Seeing more and more drift boats and inflatables so I’m sure a skiff would be ok. When it comes to catching fish noise is your biggest enemy on the HW.


----------



## Sasquatch Lives (May 23, 2011)

I would think it would work great.


----------



## brushbuster (Nov 9, 2009)

Be sure to have some grey pupon on hand.


----------



## Godgivenak4 (6 mo ago)

brushbuster said:


> Be sure to have some grey pupon on hand.


Does anyone fishing on a boat not have a bottle on hand? Haha


----------



## PunyTrout (Mar 23, 2007)

Godgivenak4 said:


> Yea I just have such a hard time fly casting out of high wall boat… can’t figure out what to do with my line!
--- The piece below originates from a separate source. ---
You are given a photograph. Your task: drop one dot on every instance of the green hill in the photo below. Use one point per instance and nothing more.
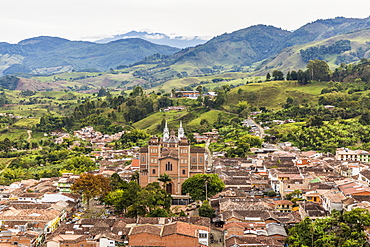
(292, 59)
(46, 55)
(273, 95)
Thanks for the feedback




Ever try using a line stripping basket?



















You could probably make one yourself cheaply out of a milk crate or a cardboard produce box.


----------



## thewoodenshoe (Jan 6, 2021)

High water or in an off-season, maybe. But that’s more canoe, longboat, walk in water. I own a small 13’ wooden skiff that drafts shallow, and choose not to take it down there. You’ll ultimately affect more folks fishing, and probably put down a rising fish that was the highlight of some fellas evening with a drift boat. If you’ve ever daisy chained all day with 7 other boats in the fly water of the PM, I think the un written rule of the HW is to prevent that from becoming the norm during peak season.


----------



## Fishndude (Feb 22, 2003)

Just because you can, doesn't mean you should.


----------